Hangisi skandal

NOKTA Dergisi geçen hafta iddialı bir başlıkla çıkacağını duyurdu ve gazetelerin genel yayın yönetmenlerine dergiyi önceden gönderdi.

Habere göre ortada bir AKP kurucusu tarafından Milli Savunma Bakanı’na gönderilen ‘skandal’ niteliğinde bir mektup vardı. Ve bu mektup yüzünden bir askeri bir ihale iptal edilmişti.

Haber ilginçti. Okudum.

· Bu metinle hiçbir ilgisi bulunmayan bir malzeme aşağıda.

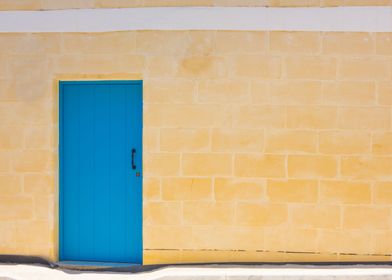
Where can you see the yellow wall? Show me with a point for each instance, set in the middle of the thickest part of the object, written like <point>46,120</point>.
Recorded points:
<point>258,146</point>
<point>67,4</point>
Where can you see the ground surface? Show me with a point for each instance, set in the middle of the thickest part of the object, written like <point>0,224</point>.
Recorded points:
<point>31,272</point>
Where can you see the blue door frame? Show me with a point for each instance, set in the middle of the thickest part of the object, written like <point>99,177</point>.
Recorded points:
<point>100,176</point>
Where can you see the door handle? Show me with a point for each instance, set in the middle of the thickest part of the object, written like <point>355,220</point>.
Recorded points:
<point>133,159</point>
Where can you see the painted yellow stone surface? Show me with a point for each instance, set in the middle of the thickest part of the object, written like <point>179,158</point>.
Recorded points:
<point>85,4</point>
<point>258,146</point>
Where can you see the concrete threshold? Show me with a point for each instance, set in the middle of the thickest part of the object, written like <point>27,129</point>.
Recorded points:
<point>32,272</point>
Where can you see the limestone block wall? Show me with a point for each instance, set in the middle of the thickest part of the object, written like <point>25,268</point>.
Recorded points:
<point>72,4</point>
<point>258,146</point>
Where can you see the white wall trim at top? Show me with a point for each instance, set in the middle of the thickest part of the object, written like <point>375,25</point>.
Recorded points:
<point>350,19</point>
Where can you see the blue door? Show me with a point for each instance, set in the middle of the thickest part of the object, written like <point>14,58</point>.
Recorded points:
<point>101,171</point>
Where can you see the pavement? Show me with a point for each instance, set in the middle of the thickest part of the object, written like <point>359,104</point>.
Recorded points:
<point>35,272</point>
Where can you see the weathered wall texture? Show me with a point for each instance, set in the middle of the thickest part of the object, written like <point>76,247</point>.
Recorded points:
<point>69,4</point>
<point>257,146</point>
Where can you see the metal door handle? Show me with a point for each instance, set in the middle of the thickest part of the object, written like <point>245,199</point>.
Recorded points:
<point>133,159</point>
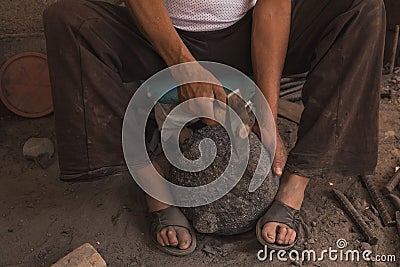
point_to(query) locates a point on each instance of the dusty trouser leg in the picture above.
(341, 44)
(92, 48)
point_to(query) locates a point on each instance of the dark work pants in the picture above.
(94, 47)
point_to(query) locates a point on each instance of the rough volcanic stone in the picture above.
(239, 210)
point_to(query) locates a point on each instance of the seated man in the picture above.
(94, 47)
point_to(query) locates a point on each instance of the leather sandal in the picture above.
(171, 216)
(280, 213)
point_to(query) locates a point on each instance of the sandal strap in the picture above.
(282, 213)
(171, 216)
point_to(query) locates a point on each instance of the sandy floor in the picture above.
(42, 219)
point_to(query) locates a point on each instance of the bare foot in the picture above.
(291, 192)
(173, 236)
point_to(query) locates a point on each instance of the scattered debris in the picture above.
(40, 150)
(391, 185)
(83, 256)
(395, 200)
(378, 201)
(356, 217)
(387, 94)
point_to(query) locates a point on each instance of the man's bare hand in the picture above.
(211, 89)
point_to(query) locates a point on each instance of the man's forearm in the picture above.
(153, 21)
(270, 36)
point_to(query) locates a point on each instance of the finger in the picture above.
(163, 234)
(292, 237)
(277, 168)
(282, 230)
(171, 233)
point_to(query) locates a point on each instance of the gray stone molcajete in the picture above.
(239, 210)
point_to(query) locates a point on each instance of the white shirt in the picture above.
(207, 15)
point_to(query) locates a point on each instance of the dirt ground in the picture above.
(42, 218)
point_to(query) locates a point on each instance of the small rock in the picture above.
(40, 150)
(389, 134)
(209, 250)
(35, 147)
(85, 255)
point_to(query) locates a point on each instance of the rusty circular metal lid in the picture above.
(25, 85)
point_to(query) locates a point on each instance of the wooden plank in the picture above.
(290, 110)
(84, 256)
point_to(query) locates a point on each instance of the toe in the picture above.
(282, 231)
(163, 234)
(160, 240)
(288, 236)
(172, 237)
(269, 232)
(184, 237)
(292, 237)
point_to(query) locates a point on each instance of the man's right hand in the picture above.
(212, 90)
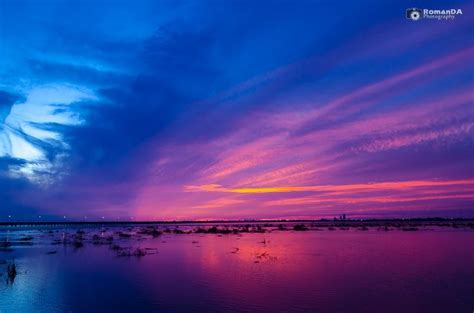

Ve hayret ettim.

Ortada bir skandal vardı ama skandal Bakan’a yollanılan mektupta değildi.

Milli Savunma Bakanı Vecdi Gönül’e gönderilen mektup aynen şöyle başlıyor:

‘Sevgili Vecdi Bey, Sayın Bakanım, daha önceki hükümetler döneminde yapılmış, daha doğrusu yapılamamış olan 30 yataklı seyyar hastane projesi ile ilgili aldığım bazı duyumları size nakletmek isterim.’

Ve ihaleyle ilgili bazı iddiaları, ihaleyle ilgili bazı duyumları, kayırma söylentilerini aktarıyor.

Nitekim bu mektuptan sonra ihale iptal ediliyor.

Mektubu yazıp, Bakan Gönül’ü uyaran kişi Cüneyd Zapsu.

Ama bu ilk iptal değil. Daha önce de aynı ihale çeşitli kereler iptal edilmiş.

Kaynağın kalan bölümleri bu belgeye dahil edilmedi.